Apenas neste ano, Gaddafi acumula um pedido de desculpas da Suíça - cujo governo não suportou as retaliações comerciais sofridas por prender o filho do ditador, que havia espancado um empregado em Genebra -, uma oferta de US$ 5 bilhões da Itália como compensação pelo período colonial e a libertação pela Escócia do ex-agente de inteligência Abdel Basset al Megrahi, único condenado pelo atentado de Lockerbie de 1988, no qual 270 pessoas morreram.

Mas os sucessos internacionais não escondem a realidade de um país governado com punhos de ferro, onde toda oposição é brutalmente esmagada e uma abertura democrática segue invisível no horizonte.

Não se nega que o sistema de Estado que Gaddafi impôs no país, que mistura socialismo e islã, garantiu educação, saúde e moradia populares.
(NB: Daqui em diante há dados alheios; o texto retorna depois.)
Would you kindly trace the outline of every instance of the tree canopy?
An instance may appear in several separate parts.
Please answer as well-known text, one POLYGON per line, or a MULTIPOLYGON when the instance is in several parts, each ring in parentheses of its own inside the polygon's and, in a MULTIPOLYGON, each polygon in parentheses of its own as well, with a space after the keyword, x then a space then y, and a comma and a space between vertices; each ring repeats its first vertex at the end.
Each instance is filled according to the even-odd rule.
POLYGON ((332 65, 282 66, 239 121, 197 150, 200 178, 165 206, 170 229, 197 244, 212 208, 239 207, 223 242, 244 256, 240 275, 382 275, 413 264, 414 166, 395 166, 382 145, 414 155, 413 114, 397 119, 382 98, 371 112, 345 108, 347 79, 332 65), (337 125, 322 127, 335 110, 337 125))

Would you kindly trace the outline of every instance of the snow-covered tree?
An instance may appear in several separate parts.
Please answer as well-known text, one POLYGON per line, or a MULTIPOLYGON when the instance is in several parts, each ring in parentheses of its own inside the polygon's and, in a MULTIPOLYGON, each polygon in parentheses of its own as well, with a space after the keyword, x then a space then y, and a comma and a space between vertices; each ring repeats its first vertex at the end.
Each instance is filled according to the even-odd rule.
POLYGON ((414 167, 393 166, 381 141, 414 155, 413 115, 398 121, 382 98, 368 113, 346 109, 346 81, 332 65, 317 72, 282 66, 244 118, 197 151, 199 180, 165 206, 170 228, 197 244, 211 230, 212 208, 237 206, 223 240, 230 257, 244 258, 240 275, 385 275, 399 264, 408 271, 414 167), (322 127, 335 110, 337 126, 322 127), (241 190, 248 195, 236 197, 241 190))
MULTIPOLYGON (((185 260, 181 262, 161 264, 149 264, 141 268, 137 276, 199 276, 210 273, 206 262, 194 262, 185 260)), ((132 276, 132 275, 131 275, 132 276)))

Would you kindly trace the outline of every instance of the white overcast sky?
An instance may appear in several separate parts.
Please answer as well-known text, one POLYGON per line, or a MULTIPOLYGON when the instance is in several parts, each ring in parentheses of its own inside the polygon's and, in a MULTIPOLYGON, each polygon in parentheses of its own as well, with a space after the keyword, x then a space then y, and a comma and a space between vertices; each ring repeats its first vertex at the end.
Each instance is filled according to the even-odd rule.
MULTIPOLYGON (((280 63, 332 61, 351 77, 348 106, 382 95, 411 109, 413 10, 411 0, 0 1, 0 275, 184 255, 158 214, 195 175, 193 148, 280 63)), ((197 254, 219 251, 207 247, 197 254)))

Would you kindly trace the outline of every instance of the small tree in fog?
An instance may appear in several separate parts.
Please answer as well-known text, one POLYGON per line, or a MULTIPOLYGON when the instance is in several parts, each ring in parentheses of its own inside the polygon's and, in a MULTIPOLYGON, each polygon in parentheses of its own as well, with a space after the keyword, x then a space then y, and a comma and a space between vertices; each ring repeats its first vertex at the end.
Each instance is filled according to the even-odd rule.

Mas os salários continuam muito baixos, e o governo ainda é o principal provedor de empregos.

Para Ali Ahmida, diretor de Ciências Políticas da Universidade da Nova Inglaterra (nos EUA), “se não fosse pelo petróleo, a Líbia seria a Cuba da África’’. “Instituições públicas estão terrivelmente decadentes, a população viveu em isolamento por muito tempo e há um medo muito grande de permitir qualquer debate real.”